As crianças de famílias de baixos rendimentos que aprendem duas línguas (também) atingem melhores resultados escolares - investigação semelhante já tinha sido feita com crianças de estratos económicos mais altos.

Um estudo de uma investigadora portuguesa, publicado na revista «Psychological Science», revela que a aprendizagem de duas línguas diferentes é altamente estimulante para o cérebro e melhora a concentração.

O estudo avaliou de que forma é que o domínio de duas línguas influencia as funções mentais infantis e concluiu que o bilinguismo treina o cérebro, fortalecendo funções cognitivas importantes para a aprendizagem.

A investigação desenvolvida em conjunto pelas Universidades do Minho, do Luxemburgo e de York (Canadá), declara que as crianças bilingues que pertencem a famílias com um nível de vida mais baixo apresentam mais facilidade em direcionar e centrar a sua atenção, em comparação com as crianças que apenas sabem uma língua.

A investigadora portuguesa envolvida no projeto, Anabela Cruz-Santos, afirmou à Lusa que a necessidade de mudar de língua frequentemente ativa um mecanismo cerebral.

Já havia sido feita uma investigação semelhante, mas em crianças provenientes de estatutos socioeconómicos elevados.
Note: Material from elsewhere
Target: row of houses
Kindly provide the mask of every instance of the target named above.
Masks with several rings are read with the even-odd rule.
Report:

Agora, a atenção recaiu sobre crianças de estruturas familiares mais carenciadas e propôs-se a desvendar se o bom desempenho resulta realmente do bilinguismo ou do facto de algumas crianças serem «provenientes de ambientes mais estimulantes e cognitivamente enriquecidos».

De acordo com Anabela Cruz-Santos, reconhece-se (pela primeira vez) que a vantagem cognitiva está relacionada com o bilinguismo, já que se encontra também nas crianças de famílias de baixo estatuto socioeconómico.

Partindo deste pressuposto, a investigadora declarou à agência Lusa «considerar fundamental o ensino de línguas estrangeiras nas escolas em Portugal, tal como já se faz noutros países».

Para este estudo, intitulado «Bilingualism enriches the poor: Enhanced cognitive control in low-income minority children», os investigadores acompanharam 80 alunos do segundo ano de escolaridade, provenientes de famílias com baixos rendimentos. Metade da amostra era descendente de emigrantes no Luxemburgo que falavam diariamente português e alemão, enquanto a outra metade vivia no Norte de Portugal e só falava português.